The decision reverses a ruling of the Ninth Circuit Court of Appeals that held a private attorney could not rely on qualified immunity.

The City of Rialto, California hired a private attorney to conduct an internal affairs investigation of a firefighter taking sick leave after cleaning up a toxic spill. The firefighter’s superiors suspected that he was not ill because he had been the subject of disciplinary action immediately prior to the spill.

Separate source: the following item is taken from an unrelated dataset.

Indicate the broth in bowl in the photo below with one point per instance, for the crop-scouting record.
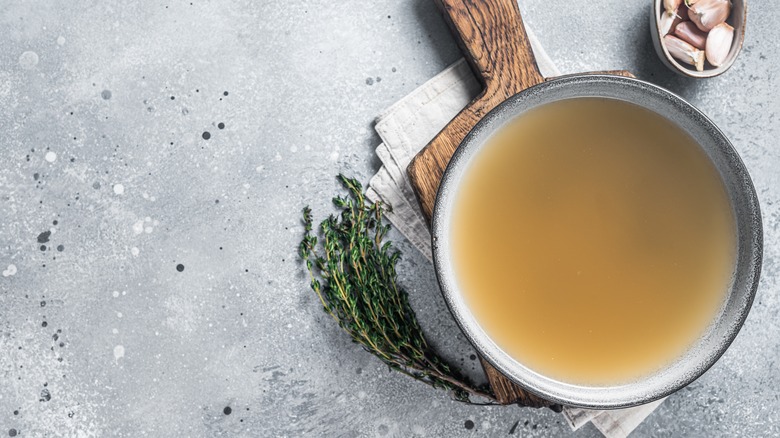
(593, 240)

The firefighter claimed that he was forced to allow a warrantless inspection of his home as part of the investigation.  He sued both the City and the attorney who conducted the investigation under 42 U.S.C. § 1983, claiming violations of his civil rights. 

Section 1983 is the enforcement arm of the Fourteenth Amendment, which guarantees equal protection of rights under federal and state laws, and establishes a cause of action against persons who violate constitutional rights under color of state law.

Speaking for a unanimous Court, Chief Justice John G. Roberts, Jr. cited historical examples of the protections available to persons who worked for the government when Congress passed the statute in 1871.  He concluded that the protections provide did not vary depending on whether the person worked full time or part time for the government.

“The government’s need to attract talented individuals is not limited to full-time public employees,” the Chief Justice wrote.  “Indeed, it is often when there is a particular need for specialized knowledge or expertise that the government must look outside its permanent workforce to secure the services of private individuals.”

The Court noted that the private lawyer had specialized experience in conducting internal affairs investigations, and that the City had no permanent employees with comparable qualifications.